La galleria d’arte di Noero
E probabilmente sono state tutte queste illusioni, magie, insiemi di architetture sorprendenti e sospese a spingere Franco Noero a voler aprire, proprio dentro la Fetta di Polenta, la sua galleria d’arte. Perché, per ritornare a Bronstein, “la casa è in grado di focalizzare la visione delle persone in uno studio meticoloso di ogni oggetto.
Non si riesce a passare accanto a qualcosa. Si deve entrare in una stanza, uno sguardo d’insieme non è possibile. Non si può andare di stanza in stanza, si deve salire e scendere a un piano separato“.
Le esposizioni di Noero
Dal 2008 al 2013 si susseguono circa venti esposizioni personali di artisti. Ognuno di loro, soggiogato, dalla malia della Fetta di Polenta ha inventato la sua arte dentro quegli spazi dando vita a installazioni che prendono vita dalla casa e diventano parte integrante di essa.
Così ecco Jason Dodge che allestisce le sue opere andando a cogliere i piani identici della casa attraverso il simultaneo, presenti che accadono nello stesso momento. “L’ho pensata come un accordo musicale, come ruotare la casa di alto e ogni stanza era una nota su un piano“. Dirà Doge nel 2012.
Da Olsen a Bader
Olsen qui installerà le sue opere dal linguaggio minimale:coreografie di buchi, cavi elettrici, viti avvitate in fila su pezzi di pannello secondo il criterio che “non si capisce mai davvero dove ci si trova“. Una sinuosa foglia d’oro sul soffitto del primo piano sarà invece il contributo di Herrera, insieme a un percorso di feltro di 8 metri all’ultimo. Un albero che cresce attraverso i piani, A tree with Roots, fu l’illusione di Hakansson, come se la casa ci fosse cresciuta intorno.
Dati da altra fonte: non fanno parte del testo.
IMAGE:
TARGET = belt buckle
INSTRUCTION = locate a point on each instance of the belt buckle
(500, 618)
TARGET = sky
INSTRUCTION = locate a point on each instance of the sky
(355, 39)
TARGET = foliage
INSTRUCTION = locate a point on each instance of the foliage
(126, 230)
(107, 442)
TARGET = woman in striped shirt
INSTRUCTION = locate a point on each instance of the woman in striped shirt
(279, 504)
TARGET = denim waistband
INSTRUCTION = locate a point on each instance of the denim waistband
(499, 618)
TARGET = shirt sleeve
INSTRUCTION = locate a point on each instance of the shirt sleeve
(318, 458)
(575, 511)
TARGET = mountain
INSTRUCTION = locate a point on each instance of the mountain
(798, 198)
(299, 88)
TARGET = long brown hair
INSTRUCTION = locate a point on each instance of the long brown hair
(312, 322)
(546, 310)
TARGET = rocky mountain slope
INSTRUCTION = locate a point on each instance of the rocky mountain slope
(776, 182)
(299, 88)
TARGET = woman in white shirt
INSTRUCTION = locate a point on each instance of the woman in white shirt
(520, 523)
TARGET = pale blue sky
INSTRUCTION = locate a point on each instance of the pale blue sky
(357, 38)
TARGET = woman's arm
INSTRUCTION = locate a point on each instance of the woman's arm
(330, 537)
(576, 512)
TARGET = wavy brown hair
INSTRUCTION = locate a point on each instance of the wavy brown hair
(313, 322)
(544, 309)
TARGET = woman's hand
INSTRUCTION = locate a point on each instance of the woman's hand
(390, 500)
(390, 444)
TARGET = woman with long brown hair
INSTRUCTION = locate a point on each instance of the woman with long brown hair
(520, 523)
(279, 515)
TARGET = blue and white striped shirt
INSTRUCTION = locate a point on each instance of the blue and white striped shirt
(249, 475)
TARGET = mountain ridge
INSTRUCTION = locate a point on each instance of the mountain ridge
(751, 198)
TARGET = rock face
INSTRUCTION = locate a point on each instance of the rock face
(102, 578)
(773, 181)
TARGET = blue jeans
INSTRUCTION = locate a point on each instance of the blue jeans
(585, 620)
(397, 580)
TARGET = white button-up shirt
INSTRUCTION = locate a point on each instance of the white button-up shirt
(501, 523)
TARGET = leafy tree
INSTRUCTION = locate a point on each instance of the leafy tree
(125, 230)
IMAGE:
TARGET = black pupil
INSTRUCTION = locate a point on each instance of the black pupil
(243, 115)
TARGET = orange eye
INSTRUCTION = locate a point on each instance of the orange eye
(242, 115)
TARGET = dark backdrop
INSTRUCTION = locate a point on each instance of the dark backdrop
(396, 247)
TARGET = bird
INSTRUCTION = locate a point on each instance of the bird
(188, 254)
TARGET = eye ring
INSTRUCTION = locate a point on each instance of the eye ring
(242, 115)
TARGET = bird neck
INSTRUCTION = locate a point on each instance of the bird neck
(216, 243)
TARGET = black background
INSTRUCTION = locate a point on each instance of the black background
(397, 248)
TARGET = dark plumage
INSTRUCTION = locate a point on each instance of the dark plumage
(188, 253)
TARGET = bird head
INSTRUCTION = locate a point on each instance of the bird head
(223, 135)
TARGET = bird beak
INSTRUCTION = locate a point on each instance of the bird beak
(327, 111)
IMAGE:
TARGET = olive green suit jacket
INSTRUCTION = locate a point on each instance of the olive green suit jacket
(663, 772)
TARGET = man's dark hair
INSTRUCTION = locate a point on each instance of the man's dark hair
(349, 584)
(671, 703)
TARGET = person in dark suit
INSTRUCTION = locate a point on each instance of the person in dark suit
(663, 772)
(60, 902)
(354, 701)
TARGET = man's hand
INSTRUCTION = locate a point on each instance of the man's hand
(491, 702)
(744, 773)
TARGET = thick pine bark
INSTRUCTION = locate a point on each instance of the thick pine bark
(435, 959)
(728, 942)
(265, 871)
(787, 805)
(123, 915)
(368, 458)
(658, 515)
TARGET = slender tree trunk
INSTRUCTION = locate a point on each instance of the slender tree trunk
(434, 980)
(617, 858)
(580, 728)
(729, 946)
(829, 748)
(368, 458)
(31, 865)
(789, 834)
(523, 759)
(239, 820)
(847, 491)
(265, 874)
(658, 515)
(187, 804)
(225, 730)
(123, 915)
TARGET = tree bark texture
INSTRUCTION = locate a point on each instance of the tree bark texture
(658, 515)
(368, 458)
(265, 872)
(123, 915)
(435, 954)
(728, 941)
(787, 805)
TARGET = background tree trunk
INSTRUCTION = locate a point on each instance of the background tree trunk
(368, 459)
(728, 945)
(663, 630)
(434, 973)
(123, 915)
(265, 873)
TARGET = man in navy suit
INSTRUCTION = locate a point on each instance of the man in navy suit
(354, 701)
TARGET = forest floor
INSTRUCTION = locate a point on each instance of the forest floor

Campbell andò a creare losanghe di colore, illusioni tra le illusioni di casa Scaccabarozzi. Costa Vece e Martino Gamper usarono invece gli arredi per le loro installazioni. Gamper recuperandoli dai mercatini dell’usato di zonaper creare prototipi di cucina e altre stanze e Costa per un diario quotidiano fatto di sculture in nicotina masticata. A chiudere l’epoca delle esposizioni d’arte alla fetta di Polenta fu Darren Bader nel 2013, con la mostra #I am just living to be dying by your side


Ognuno di questi artisti ha portato un’esperienza intensa e interessante in Casa Scaccabarozzi, una fonte di ispirazione che trae le sue origini nel vivere in limiti fisici sfidando logica e razionalità. Perché l’irrazionale fa sognare.